I have our WebApps and backend server deployed with the Istio-proxy Sidecar and I am seeing some issues with the Websocket connection reliability.
The Services are exposed via the GCP Kubernetes Ingress Load balancer with an idle timeout of 30 minutes. Our Web apps make a Websocket connection upgrade request to the backend server and the first time this succeeds. This connection stays up for about 30 minutes as configured and then is terminated by the load balancer.
Then the WebApp makes a new Websocket request, which is immediately terminated and this happens for several subsequent several 10s of requests. Eventually, a new OPTIONS http request is made and the Websocket connection upgrade request subsequent to that succeeds and stays up for another 30 minutes. This cycle repeats every 30 minutes or so after the idle timeout.

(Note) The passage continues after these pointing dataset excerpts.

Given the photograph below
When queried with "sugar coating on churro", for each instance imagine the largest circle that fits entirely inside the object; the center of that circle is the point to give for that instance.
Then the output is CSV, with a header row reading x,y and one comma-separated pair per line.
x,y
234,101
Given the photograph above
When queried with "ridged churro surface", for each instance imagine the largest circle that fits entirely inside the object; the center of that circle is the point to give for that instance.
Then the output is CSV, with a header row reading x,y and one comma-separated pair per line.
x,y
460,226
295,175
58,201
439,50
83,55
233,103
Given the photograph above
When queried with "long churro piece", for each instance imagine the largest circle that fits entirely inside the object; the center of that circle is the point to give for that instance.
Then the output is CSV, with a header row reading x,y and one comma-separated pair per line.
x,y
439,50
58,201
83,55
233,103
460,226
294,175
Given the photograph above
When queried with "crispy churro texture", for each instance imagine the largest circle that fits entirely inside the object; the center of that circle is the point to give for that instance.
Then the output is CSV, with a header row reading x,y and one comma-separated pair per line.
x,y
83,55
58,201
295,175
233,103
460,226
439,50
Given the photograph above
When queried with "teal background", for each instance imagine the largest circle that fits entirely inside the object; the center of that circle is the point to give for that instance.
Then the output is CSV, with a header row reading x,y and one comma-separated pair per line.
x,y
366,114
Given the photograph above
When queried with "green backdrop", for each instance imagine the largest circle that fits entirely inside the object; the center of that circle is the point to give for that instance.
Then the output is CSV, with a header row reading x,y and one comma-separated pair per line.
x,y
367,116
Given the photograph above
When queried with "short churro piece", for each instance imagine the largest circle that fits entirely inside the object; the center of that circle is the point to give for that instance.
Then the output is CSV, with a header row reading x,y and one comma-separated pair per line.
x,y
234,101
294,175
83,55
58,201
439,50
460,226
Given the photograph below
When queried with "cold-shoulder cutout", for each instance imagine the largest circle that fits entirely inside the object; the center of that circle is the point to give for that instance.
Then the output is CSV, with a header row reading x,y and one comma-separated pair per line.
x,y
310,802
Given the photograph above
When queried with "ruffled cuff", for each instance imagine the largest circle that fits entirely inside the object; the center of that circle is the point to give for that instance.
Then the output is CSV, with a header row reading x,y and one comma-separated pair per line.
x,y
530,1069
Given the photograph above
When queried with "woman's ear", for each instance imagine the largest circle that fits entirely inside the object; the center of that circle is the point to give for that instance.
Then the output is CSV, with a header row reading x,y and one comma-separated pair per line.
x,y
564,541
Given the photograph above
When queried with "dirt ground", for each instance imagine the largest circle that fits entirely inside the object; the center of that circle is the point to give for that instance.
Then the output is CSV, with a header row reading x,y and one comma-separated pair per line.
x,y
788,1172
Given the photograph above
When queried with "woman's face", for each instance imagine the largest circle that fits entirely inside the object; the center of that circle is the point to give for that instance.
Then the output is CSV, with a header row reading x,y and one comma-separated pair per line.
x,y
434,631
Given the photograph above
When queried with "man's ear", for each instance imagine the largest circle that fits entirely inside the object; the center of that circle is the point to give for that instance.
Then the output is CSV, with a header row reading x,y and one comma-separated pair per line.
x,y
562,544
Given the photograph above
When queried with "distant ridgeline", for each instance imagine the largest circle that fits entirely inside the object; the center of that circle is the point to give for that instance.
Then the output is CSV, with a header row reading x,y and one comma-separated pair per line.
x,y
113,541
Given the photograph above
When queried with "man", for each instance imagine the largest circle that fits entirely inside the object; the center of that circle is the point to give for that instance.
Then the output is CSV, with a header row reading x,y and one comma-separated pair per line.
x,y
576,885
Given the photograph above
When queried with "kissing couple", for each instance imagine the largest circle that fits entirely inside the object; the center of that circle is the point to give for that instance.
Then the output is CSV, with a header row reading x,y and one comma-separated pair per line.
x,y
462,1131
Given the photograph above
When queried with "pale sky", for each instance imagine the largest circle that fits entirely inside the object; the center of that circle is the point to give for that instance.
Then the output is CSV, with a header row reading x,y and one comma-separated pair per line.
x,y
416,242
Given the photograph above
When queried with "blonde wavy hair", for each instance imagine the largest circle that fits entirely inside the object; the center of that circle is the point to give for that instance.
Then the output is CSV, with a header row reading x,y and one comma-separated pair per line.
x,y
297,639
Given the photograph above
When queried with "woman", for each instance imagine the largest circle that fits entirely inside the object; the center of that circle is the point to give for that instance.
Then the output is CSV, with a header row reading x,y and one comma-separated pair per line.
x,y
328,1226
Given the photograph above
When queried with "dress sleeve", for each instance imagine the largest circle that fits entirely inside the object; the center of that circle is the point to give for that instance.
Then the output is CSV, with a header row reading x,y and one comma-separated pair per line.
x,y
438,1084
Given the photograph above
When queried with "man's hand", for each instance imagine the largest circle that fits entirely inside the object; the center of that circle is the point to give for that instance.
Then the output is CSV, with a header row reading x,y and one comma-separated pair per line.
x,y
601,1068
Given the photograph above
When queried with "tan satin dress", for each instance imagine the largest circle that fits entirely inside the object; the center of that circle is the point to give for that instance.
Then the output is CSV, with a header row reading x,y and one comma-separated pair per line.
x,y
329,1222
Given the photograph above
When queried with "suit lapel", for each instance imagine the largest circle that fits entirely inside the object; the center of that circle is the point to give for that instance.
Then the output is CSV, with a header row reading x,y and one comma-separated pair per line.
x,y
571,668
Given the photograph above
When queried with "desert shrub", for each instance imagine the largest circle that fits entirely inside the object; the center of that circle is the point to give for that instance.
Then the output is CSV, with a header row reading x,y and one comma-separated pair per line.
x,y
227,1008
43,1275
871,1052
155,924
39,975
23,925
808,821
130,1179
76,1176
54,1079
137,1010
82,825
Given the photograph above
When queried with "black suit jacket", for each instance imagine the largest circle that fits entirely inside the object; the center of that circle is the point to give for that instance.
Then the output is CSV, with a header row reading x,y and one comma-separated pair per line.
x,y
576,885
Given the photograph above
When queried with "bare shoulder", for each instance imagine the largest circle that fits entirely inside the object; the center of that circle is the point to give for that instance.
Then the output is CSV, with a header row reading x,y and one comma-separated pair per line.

One thing I observed in all the response including the successful ones is a “content-length: 0” header, so suspected may be the load balancer terminates connections non deterministically post idle timeout. As a hack I added a custom EnvoyFilter to replace the header to fake the length to 1 “content-length: 1” but this did not help.
I didn’t get much insight from the Access logs on the istio-proxy or the load balancer. Any help or pointers will be much appreciated.
Istio version 1.6.3.
Note: The Ingress is hitting the Kubernetes Service directly and is not configured to go via a Gateway or a Virtual Service.